Week 24, 2026

This was mostly a week of getting my C base in order before going back to CUDA. I think I’ll spend a few more weeks on this, but no more than 3. I want the foundations to be boringly solid before I continue with PMPP.
This Week: Memory, Pointers, Structs, Flat Arrays
Indexing
The line that kept showing up was:
data[row * cols + col]
This is just a tiny indexing formula, but I believe this is the thing I need to become fluent with before tensors and CUDA feel natural. Remember seeing something similar for calculating the global index of threads in the PMPP book too.
A matrix here is just a flat chunk of floats with shape metadata. If the matrix has rows = 2
and cols = 3, then the value at row 1, column 2 lives at:
data[1 * 3 + 2]
Quite a straightforward thing, but I believe it touches almost everything I need later: memory layout, bounds checks, ownership, and cache behavior.
The pointer stuff
I started from the very basics: what a pointer stores, what the pointed-to value is, and who is responsible for freeing heap memory. I still need reps here, but my mental model is much less foggy now:
float *data = malloc(rows * cols * sizeof *data);
free(data);
Struct
If a helper receives a pointer to the struct, I can’t write matrix.data; I need to follow the
pointer first:
matrix->data
matrix->rows
matrix->cols
That also made some helper functions that I wrote feel more natural. In the exercises I did,
index_of was the small row-major helper, matrix_init owned allocation, matrix_free owned
cleanup, and the accessors kept the bounds checks in one place:
static size_t index_of(size_t row, size_t col, const struct Matrix *matrix) {
return row * matrix->cols + col;
}
Include guard
The header file split was another useful concept that I knew of already, but learning the declaration/definition boundary and why the header gets wrapped was good.
#ifndef MATRIX_H
#define MATRIX_H
// declarations
#endif
Naive matmul
Matrix multiplication was the first exercise that made the dimensions matter in a non-trivial way:
(2 x 3) @ (3 x 4) -> (2 x 4)
^
shared k
The function should not secretly allocate the result.

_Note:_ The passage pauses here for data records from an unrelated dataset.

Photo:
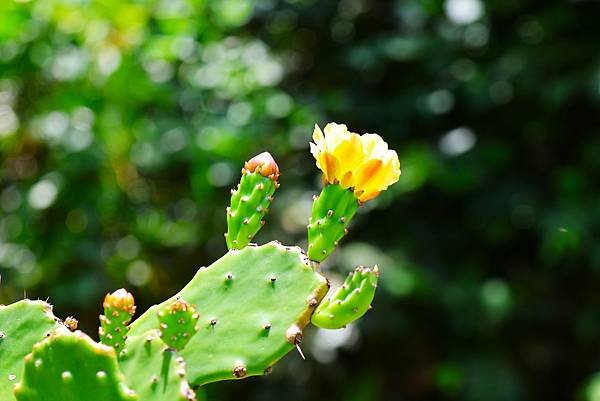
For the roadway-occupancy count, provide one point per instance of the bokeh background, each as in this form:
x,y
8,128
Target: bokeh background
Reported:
x,y
123,125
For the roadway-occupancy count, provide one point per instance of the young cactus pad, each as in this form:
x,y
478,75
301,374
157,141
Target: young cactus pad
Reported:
x,y
331,212
349,302
178,323
251,200
254,304
71,367
119,308
155,372
22,324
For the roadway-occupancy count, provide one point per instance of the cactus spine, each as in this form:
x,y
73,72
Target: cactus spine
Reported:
x,y
177,323
331,212
251,200
119,308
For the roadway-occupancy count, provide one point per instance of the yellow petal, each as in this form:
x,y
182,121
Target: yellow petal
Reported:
x,y
349,153
335,134
318,137
366,196
374,146
366,172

The caller creates the output with the right shape, and the function either fills it or rejects the call.
Naive transpose
The transpose work I’m doing is still very vanilla, but the core idea has been:
out[col, row] = matrix[row, col]
And I kept using the stricter build setup from last week:
cc -std=c11 -Wall -Wextra -Werror -g -O1 -fsanitize=address,undefined -fno-omit-frame-pointer ...
Next Week
- Start thinking about row-major access patterns and cache locality.
- Slowly move from small matrix helpers toward a tiny CPU tensor library.
- Hoping to also read at least two model release technical reports: Arcee Trinity + one more
Basically, plan is to be done with my C practice with the aim of creating at least some form of a working tiny CPU Tensor library. Of course, I don’t need to be ensuring that I do it perfectly - that will come eventually as I resume the PMPP book after these next (hopefully) 2 weeks of C munching. Current thought process is that this book will guide me to also gradually write the CUDA backend for the existing library modules and eventually just help me nurture this library into a proper C/CUDA Tensor library.